白百合の影 〜ギギ・アンダルシアの孤独な誓い〜

湊 町(みなと まち)

第1話 シグマ・ステーションの夜

銀河の果てに広がる宇宙コロニー「シグマ・ステーション」は、今宵も煌びやかな光に包まれていた。地球連邦政府の要人たちが集う社交界が開かれ、豪奢なパーティーが賑やかに進行している。シャンデリアの下でグラスが交わされ、笑顔と称賛が飛び交う中、ギギ・アンダルシアはその中心に立っていた。


ギギは、白いドレスに身を包み、まるで絵画から抜け出したような美しさで周囲の視線を一身に集めていた。彼女の笑顔は完璧であり、誰もがその魅力に惹きつけられる。しかし、彼女の心はその華やかな外見とは裏腹に、冷たい孤独に包まれていた。


「ギギ、君は今夜も最高に美しいよ。」


連邦政府の高官であるファイン・アリスタスは、ギギに近づき、優雅に微笑みながらそう言った。彼はギギにとってただの一人の取り巻きに過ぎなかったが、彼女の笑顔は崩れることはない。ギギは、彼に向かって軽く頷き、そっと視線を逸らした。


「ありがとう、アリスタスさん。でも、今夜は少し疲れたかもしれないわ。」


ギギは穏やかに答えながらも、その言葉にはどこか真実味を感じさせた。彼女はこのような場が嫌いではなかったが、それが彼女にとってどれほど無意味であるかをよく理解していた。彼女がここにいるのは、ただの飾り物としてではなく、もっと深い理由があったからだ。


彼女はふと、窓の外に広がる星々を見つめた。無限の闇に輝く星々は、彼女にとって自由の象徴だった。地球連邦政府に囲まれたこの閉ざされた世界から、いつか抜け出したいという切なる願いを、彼女は常に抱いていた。


その時、ギギの視線は、会場の隅で静かに佇んでいる一人の男に引き寄せられた。ハサウェイ・ノア――彼は他のどの客とも違っていた。彼の目には鋭い決意と深い悲しみが宿り、その存在感は彼がただの若者ではないことを示していた。


ギギは彼に興味を抱き、そっと彼に近づいた。彼女は直感的に感じた。彼こそが、この退屈で虚飾に満ちた世界から彼女を解放してくれる存在かもしれないと。


「こんばんは、ハサウェイ。」


ギギは静かに声をかけ、彼の隣に立った。ハサウェイは少し驚いたように彼女を見つめたが、すぐに表情を引き締めた。彼の瞳の奥には何かを決意した強い光が宿っていたが、それは同時に彼自身をも追い詰める危うさを孕んでいた。


「ギギ・アンダルシア……。君がこんなところにいるなんて、意外だな。」


ハサウェイの声は落ち着いていたが、その中には鋭い警戒心が隠されていた。彼は彼女が何を望んでいるのか、なぜ自分に近づいてきたのかを測りかねていた。


「私もあなたに会えるとは思わなかったわ。」


ギギは微笑みながらも、その笑顔の裏に秘めた本音を悟られないよう、慎重に言葉を選んだ。彼女はハサウェイの目を見つめながら、彼の心の奥底に何があるのかを探ろうとしていた。そして彼女は、彼が抱える重荷と、彼の心に秘められた痛みを感じ取った。

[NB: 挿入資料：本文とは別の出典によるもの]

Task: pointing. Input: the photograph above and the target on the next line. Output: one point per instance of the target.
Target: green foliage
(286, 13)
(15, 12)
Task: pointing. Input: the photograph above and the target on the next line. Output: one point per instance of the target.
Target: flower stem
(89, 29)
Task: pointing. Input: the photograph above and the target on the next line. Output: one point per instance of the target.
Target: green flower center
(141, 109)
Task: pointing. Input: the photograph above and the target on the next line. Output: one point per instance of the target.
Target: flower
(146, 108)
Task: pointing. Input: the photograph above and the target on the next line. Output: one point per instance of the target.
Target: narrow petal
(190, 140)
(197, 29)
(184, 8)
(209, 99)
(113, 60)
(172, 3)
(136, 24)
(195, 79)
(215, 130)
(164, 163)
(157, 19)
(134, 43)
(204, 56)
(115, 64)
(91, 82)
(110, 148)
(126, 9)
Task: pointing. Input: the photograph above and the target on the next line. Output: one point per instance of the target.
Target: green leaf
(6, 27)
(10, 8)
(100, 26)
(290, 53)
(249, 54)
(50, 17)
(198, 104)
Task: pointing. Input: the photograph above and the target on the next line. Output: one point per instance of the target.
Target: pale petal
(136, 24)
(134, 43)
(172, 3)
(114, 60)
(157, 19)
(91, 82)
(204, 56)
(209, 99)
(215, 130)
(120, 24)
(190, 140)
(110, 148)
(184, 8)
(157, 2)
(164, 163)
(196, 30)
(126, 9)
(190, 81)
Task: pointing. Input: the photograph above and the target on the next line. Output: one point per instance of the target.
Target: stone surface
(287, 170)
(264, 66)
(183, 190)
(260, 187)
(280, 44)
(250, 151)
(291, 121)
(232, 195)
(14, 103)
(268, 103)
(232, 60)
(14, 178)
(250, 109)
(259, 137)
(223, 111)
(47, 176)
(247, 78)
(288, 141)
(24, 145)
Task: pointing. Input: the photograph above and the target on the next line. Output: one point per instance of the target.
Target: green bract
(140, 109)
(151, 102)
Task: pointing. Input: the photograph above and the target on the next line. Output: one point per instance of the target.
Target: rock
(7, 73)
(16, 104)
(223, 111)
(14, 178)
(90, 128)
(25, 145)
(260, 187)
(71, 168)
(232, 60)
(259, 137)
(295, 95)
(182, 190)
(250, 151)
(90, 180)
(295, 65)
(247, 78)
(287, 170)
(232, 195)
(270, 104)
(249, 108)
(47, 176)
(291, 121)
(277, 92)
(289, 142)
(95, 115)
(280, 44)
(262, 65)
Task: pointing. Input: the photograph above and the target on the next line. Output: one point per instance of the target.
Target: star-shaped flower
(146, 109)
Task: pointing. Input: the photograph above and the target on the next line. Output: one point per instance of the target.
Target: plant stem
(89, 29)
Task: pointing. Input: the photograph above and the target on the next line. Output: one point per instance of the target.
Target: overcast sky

「この場所にいるのは退屈だわ。あなたとお話しできるのなら、少しだけ楽しくなりそうね。」


ギギの言葉にはほんの少しの挑発が含まれていた。彼女はハサウェイを試すような気持ちで言葉を発したが、それと同時に彼に対する本物の興味も感じていた。ハサウェイがどう反応するかを見守りながら、ギギはこの夜が単なる社交の場を超えた、何か重要なものへと変わる予感を抱いていた。


ハサウェイはしばらく黙ってギギを見つめた後、静かに息を吐き、少しだけ口元に笑みを浮かべた。それは彼が彼女の言葉に応じる意思があることを示していた。


「それなら、ここから離れてみるのも悪くないかもしれないな。」


ハサウェイはそう言って、ギギに歩み寄った。彼女の心に潜む孤独と同じく、彼もまたこの世界からの脱出を望んでいるかのように見えた。


二人はそのまま、喧騒を背にして静かな場所へと向かった。その時、ギギは初めて感じた。自分がずっと求めていた自由への道が、目の前に開かれたかもしれないと。